# Coffee Market Analysis
## Data-Wrangling Notebook

### Matthew Garton - February 2019

**Purpose:** The purpose of this notebook is to acquire my data, inspect it, clean it and prepare it for EDA and modeling.

**Context**: The ultimate goal of my project is to develop trading signals for coffee futures. I will attempt to build a machine learning model which uses fundamental and technical data to predict the future direction of coffee futures price changes.
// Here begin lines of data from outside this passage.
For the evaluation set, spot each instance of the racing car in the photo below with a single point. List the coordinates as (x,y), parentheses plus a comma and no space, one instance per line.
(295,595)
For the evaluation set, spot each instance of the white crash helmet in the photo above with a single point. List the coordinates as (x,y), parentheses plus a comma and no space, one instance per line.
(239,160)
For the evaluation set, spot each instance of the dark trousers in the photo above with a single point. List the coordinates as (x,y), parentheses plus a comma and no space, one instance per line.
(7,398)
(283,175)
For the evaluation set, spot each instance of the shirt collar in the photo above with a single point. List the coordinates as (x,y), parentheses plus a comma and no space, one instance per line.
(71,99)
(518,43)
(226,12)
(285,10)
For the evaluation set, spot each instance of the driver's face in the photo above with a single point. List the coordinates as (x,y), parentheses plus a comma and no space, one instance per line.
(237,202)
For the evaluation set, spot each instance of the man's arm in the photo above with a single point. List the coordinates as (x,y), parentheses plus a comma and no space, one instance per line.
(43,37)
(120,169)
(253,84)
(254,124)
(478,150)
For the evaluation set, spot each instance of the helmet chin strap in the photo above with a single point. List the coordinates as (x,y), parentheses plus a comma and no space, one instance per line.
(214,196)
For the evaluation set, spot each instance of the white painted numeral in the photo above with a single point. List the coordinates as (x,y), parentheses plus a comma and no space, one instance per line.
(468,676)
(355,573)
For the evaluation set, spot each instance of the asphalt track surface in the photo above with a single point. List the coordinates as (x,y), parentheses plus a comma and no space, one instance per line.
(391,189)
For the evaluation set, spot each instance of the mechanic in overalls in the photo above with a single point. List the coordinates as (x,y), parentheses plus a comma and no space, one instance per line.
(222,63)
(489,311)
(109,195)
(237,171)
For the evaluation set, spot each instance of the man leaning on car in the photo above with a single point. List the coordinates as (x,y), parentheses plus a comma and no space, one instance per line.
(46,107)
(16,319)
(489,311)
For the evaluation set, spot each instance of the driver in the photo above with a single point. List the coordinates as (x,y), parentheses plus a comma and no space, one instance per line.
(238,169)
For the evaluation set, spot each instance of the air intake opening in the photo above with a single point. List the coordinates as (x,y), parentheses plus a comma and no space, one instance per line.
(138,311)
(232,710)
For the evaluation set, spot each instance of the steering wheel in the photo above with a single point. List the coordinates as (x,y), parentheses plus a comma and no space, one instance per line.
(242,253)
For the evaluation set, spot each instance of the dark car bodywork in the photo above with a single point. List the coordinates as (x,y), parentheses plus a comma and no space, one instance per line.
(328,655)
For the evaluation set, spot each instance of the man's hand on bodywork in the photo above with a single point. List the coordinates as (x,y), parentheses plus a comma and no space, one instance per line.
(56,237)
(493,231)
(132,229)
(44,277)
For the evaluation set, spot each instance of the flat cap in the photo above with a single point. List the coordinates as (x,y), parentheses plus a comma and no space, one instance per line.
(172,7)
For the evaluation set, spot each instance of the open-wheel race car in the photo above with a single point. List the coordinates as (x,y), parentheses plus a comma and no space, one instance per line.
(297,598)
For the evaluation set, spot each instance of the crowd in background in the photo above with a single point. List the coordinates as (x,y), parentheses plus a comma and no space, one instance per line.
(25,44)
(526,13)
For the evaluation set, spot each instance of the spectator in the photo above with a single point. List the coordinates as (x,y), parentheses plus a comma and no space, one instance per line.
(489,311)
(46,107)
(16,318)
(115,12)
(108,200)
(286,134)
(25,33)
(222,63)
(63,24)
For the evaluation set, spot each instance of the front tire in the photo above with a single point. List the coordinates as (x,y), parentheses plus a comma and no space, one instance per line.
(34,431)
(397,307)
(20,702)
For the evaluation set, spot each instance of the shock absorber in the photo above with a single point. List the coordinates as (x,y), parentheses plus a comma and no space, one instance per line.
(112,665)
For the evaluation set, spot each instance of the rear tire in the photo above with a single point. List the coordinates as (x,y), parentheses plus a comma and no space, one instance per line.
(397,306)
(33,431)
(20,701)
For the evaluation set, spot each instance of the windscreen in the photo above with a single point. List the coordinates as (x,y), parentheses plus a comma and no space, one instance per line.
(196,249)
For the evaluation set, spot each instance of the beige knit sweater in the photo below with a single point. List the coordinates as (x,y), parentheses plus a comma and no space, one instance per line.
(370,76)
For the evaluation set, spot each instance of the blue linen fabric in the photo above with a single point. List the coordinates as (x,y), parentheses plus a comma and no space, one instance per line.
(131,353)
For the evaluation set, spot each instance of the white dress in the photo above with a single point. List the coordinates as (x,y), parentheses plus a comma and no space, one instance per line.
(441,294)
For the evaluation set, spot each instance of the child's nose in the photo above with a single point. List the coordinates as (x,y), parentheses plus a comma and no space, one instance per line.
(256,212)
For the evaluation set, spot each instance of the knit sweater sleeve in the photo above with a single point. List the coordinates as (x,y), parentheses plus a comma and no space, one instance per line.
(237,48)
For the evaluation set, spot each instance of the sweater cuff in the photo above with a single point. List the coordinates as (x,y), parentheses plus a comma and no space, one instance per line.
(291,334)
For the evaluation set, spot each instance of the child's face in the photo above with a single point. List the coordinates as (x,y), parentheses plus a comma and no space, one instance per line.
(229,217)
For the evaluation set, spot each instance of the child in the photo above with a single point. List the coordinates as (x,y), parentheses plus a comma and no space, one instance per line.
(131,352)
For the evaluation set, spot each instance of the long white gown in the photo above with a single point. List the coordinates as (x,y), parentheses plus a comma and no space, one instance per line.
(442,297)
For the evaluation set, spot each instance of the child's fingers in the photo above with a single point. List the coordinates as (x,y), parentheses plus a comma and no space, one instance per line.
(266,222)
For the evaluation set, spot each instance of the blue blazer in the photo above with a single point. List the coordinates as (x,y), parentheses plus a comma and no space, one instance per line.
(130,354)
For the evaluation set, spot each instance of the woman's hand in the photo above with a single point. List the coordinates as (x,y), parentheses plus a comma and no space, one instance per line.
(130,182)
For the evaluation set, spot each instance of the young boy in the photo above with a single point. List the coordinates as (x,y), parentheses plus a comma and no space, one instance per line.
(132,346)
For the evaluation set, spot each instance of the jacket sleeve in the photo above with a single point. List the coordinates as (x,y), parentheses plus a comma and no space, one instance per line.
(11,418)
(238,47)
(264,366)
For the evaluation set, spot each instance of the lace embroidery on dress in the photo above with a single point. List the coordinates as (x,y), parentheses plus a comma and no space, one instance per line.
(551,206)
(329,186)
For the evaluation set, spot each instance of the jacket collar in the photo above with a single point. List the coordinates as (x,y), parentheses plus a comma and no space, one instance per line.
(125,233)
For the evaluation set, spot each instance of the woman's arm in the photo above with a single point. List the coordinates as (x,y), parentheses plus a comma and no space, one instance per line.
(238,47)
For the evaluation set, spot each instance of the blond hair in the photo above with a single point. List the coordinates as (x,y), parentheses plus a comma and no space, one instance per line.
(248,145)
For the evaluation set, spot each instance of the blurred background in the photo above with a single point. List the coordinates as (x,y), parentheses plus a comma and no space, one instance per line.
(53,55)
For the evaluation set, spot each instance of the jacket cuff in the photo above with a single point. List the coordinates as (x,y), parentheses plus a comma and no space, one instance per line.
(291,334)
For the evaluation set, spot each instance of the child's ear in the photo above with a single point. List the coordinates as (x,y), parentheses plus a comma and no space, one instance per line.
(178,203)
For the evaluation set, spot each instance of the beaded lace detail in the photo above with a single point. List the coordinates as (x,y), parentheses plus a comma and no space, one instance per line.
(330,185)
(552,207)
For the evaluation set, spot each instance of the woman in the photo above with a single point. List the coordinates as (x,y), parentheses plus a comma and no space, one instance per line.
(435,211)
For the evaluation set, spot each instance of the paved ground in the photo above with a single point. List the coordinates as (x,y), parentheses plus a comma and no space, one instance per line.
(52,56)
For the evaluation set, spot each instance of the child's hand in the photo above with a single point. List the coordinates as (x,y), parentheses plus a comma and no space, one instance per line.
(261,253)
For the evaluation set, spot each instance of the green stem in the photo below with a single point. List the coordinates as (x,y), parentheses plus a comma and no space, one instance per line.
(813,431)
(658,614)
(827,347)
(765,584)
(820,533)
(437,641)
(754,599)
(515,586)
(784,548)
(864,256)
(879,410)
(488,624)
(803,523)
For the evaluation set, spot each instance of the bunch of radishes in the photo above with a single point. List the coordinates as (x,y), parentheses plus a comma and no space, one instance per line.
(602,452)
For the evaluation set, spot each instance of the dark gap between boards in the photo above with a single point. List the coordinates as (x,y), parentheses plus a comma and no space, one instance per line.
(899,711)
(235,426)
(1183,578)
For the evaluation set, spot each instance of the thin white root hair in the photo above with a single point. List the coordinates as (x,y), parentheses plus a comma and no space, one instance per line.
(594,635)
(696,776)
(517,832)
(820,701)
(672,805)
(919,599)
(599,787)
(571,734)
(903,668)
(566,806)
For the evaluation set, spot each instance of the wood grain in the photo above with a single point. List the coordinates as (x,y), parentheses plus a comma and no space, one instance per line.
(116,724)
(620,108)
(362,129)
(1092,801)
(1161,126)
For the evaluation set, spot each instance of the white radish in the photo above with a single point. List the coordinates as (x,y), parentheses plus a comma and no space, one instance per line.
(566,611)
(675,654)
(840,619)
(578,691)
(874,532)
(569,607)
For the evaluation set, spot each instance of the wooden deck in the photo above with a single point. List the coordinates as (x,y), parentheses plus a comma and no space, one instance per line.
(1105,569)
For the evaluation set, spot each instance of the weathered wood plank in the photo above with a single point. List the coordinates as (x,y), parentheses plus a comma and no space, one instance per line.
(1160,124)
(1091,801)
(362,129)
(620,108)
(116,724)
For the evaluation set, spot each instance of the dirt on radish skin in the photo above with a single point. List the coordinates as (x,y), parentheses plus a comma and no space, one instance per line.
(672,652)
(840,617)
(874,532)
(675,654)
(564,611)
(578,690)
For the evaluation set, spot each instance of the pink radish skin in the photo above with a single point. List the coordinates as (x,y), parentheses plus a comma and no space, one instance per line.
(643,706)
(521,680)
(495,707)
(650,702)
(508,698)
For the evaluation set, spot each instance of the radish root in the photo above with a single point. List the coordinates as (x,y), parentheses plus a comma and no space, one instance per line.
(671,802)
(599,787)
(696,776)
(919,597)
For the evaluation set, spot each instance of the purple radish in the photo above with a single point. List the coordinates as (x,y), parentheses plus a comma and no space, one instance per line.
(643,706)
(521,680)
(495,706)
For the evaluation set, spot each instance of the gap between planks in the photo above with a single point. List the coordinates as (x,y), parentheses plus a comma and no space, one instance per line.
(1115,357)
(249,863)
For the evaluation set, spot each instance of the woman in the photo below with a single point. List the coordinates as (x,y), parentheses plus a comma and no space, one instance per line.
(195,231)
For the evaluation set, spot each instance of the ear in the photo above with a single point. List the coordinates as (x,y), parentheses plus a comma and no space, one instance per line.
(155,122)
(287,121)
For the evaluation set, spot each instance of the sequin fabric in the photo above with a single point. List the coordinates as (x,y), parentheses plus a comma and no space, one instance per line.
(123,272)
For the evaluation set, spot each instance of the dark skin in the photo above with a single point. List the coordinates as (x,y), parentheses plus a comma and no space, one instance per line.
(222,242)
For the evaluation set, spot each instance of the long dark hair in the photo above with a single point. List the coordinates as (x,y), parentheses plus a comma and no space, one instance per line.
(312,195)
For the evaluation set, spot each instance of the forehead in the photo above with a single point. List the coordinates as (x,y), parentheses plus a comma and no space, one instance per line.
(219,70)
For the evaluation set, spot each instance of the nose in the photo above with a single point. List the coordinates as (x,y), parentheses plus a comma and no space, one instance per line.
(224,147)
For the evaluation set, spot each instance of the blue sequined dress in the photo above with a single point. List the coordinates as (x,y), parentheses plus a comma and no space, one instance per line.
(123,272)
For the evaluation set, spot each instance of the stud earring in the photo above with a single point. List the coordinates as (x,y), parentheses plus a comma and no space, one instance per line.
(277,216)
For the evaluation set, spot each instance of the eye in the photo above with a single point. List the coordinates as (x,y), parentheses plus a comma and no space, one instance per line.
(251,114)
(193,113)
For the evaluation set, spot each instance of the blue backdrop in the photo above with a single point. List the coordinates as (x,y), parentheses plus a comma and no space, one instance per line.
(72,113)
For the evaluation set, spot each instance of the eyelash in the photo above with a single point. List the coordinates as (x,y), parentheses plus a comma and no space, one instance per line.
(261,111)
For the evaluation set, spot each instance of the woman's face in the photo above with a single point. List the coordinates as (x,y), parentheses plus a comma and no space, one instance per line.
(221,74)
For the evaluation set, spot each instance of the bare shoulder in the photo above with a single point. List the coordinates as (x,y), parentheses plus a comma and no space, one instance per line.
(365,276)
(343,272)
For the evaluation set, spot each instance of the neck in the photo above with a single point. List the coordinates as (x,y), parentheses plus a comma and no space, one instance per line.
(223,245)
My expectation at the outset of this project is that my feature matrix will include data on weather, GDP, and coffee production and exports in major coffee-producing nations, GDP and coffee import data in major coffee-importing nations, as well as volume, open-interest, and commitment of traders data for ICE coffee futures contracts.

Note that many of the decisions made and functions written here came up at various stages of the project, from initial inspection all the way to model-building (as is the non-linear nature of the data science workflow). To keep things clean, I have moved all of the data cleaning/prep (outside of train-test splitting and some feature engineering) to this notebook. The csv file that I output can then be accessed in other notebooks in this repository.

In [1]:
import numpy as np
import pandas as pd
import matplotlib.pyplot as plt
import seaborn as sns
import datetime

pd.options.display.max_columns = 1000
pd.options.display.max_rows = 1000
%matplotlib inline

import warnings
warnings.filterwarnings("ignore")

## Gathering data

1. Price data (1973-2019) - daily OHLC prices (plus Volume and OI) for ICE Coffee 'C' futures.

    source: [Wiki Continuous Futures database on Quandl](https://www.quandl.com/data/CHRIS-Wiki-Continuous-Futures)
      
      
2. Weather data (1991-2015) - monthly average temperature (celsius) and rainfall (mm) for the top five coffee exporting countries (Brazil, Vietnam, Colombia, Indonesia, Ethiopia).
    
    source: [World Bank Climate Change Knowledge Portal](http://sdwebx.worldbank.org/climateportal/index.cfm?page=downscaled_data_download&menu=historical)
    
    
3. Fundamental data (1990-2017) - annual data on coffee production, imports, exports, etc. from International Coffee Organization*.

    source: [International Coffee Organization](http://www.ico.org/new_historical.asp?section=Statistics)


4. Positioning data (1995-2016) - monthly Commitment of Traders' reports from CFTC

    source: [Commodity Futures Trading Commission](https://www.cftc.gov/MarketReports/CommitmentsofTraders/HistoricalCompressed/index.htm)
    
*Note: Before getting started here, I did some initial data assembling/cleaning in excel, so if you choose to get the data directly from the sources listed above, some preparation will be necessary before getting it into the format shown here. The biggest decision I made so far was in how to handle some of the ICO data which was indexed by 'Crop Year' rather than 'Calendar Year'. My initial solution is to treat the most recent year of the 'Crop Year' as the relevant 'year' for the data (so Crop Year 1991/1992 is treated as Year 1992, with the understanding that all of the data for the 1991-1992 period would have been availably by EOY 1992). For now, this is a simplifying assumption to avoid any 'look-ahead bias.' This might be an oversimplification that I'll have to come back to. 

In [2]:
# import Daily ICE Coffee 'C' Futures price data
coffee = pd.read_csv('../data/CHRIS-ICE_KC1.csv')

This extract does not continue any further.